338 Projections vs By-Elections in Burnaby South, Outremont and York-Simcoe

Three federal by-elections were held Monday in Burnaby South, BC, Outremont, Quebec, and York-Simcoe, Ontario. The winners of those by-elections will sit in the House of Commons for the remainder of the 42nd legislature, which is scheduled to be dissolved next September.

Although the 338Canada Electoral Projections are designed to project the result of the next general election, data is data, so let's compare the results of those by-elections with the riding projections published last Sunday, February 24th 2019.

By-elections are usually far more difficult to project, because 1) very little local data is available (reliable data that is, not "internal polls"), 2) the turnout rate is more often than not much lower than in a general election, so there is greater uncertainty on who will go vote (and who won't), and 3) the small amount of coverage makes it hard to estimate "hyperlocal" effects.

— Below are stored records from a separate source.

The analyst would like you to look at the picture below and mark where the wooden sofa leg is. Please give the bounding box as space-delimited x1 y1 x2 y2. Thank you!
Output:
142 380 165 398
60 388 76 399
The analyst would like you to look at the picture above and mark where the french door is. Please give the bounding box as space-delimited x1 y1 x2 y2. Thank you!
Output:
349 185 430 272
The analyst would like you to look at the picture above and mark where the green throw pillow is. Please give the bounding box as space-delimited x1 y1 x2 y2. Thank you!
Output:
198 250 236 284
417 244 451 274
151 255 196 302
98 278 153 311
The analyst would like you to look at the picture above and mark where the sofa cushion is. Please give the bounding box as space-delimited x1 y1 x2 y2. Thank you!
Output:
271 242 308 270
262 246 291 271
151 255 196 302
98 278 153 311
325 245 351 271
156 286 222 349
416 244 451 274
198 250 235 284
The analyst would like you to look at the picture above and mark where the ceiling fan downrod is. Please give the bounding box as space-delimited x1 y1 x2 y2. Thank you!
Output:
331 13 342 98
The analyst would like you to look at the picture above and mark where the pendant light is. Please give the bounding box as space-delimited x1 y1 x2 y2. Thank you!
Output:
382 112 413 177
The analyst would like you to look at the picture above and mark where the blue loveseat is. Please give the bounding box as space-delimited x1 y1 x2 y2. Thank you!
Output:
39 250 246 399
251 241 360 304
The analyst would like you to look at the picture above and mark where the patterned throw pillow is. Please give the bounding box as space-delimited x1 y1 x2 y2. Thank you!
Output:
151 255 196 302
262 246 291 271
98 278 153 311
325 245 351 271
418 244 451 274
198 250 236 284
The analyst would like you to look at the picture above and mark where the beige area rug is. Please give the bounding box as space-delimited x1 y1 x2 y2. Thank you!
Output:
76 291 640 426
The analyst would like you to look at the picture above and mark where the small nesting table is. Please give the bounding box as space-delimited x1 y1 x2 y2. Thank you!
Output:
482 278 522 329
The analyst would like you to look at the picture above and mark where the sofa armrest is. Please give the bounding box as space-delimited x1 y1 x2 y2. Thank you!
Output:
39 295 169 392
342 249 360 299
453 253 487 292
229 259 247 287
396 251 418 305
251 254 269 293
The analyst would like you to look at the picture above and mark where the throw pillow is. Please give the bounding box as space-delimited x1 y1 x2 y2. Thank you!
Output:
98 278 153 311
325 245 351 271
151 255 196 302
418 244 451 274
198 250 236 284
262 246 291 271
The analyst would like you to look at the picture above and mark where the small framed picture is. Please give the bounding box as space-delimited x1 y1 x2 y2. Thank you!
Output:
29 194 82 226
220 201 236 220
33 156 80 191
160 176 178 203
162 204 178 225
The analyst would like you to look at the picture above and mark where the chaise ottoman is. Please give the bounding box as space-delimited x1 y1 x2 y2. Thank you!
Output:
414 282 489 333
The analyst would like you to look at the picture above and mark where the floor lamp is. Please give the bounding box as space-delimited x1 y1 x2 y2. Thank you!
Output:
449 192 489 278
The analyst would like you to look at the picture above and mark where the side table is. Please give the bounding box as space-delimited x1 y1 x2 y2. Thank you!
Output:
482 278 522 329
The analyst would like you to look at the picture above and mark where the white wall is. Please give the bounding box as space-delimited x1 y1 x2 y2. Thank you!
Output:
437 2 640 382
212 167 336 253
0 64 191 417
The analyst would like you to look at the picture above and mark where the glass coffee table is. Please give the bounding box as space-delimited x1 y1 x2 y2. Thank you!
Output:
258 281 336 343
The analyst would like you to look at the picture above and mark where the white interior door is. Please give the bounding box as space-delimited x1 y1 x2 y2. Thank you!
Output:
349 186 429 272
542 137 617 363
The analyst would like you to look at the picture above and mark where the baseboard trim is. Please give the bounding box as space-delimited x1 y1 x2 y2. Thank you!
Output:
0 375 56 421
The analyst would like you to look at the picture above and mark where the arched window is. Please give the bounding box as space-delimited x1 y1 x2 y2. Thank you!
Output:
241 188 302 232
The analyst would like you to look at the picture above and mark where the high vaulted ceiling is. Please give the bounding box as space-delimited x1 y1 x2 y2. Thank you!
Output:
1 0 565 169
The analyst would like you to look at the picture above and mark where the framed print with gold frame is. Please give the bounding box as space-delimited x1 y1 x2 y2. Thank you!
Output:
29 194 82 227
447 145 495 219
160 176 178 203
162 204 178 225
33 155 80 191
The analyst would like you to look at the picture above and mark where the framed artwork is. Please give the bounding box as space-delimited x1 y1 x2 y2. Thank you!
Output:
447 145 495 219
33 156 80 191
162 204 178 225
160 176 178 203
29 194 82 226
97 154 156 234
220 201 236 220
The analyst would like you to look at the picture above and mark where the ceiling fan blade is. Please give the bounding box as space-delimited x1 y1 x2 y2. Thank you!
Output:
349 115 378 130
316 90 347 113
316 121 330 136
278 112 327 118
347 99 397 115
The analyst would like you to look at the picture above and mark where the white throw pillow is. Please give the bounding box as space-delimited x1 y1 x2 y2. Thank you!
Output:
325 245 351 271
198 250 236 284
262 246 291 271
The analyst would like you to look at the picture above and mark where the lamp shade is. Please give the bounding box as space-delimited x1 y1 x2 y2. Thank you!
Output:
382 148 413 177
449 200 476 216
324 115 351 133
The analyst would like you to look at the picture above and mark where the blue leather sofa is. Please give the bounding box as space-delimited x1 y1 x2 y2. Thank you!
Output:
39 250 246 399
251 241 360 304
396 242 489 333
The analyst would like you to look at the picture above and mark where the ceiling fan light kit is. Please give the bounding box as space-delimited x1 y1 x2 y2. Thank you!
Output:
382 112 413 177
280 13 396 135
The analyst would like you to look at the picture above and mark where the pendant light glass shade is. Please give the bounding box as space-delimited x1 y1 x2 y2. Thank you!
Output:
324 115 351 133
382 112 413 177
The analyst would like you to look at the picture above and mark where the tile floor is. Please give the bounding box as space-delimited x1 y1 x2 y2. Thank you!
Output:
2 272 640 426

Nevertheless, let's take a look at all three by-election results and compare them with 338Canada's latest projections:

Burnaby-South, BC

Jagmeet Singh has finally become an elected MP with his victory in Burnaby South. Because the projection was designed for the general election, the Green Party was still included in the graphs. My intentions were to create a side projection for the by-election, but the data available was unfortunately too limited.

Take a look:


The LPC and CPC projections were right on the mark. The model slightly overestimated the PPC's performance (although getting to double digits is still considered a fairly good result for the PPC).

The NDP's results tells me that, with an effective ground game and get-out-the-vote efforts, the NDP was able to consolidate most of its support and a fair fraction of Green voters. With a Green candidate on the ballot, it is safe to assume Mr Singh's margin of victory would have been much narrower.


Outremont, Quebec


The departure of Tom Mulcair (or, rather, his ousting from its leadership) has hurt the NDP a great deal in voting intentions, especially in Quebec, where the NDP won over 40% of the vote in 2011, about 25% in 2015, and is currently polling at barely 9%-11% in the province.

Therefore, the clear favourite going into the Outremont by-election was the Liberal candidate. Indeed, the LPC used to win Outremont easily (24 out of 25 times between 1935 and 2006) before Tom Mulcair's arrival on the federal scene in 2007.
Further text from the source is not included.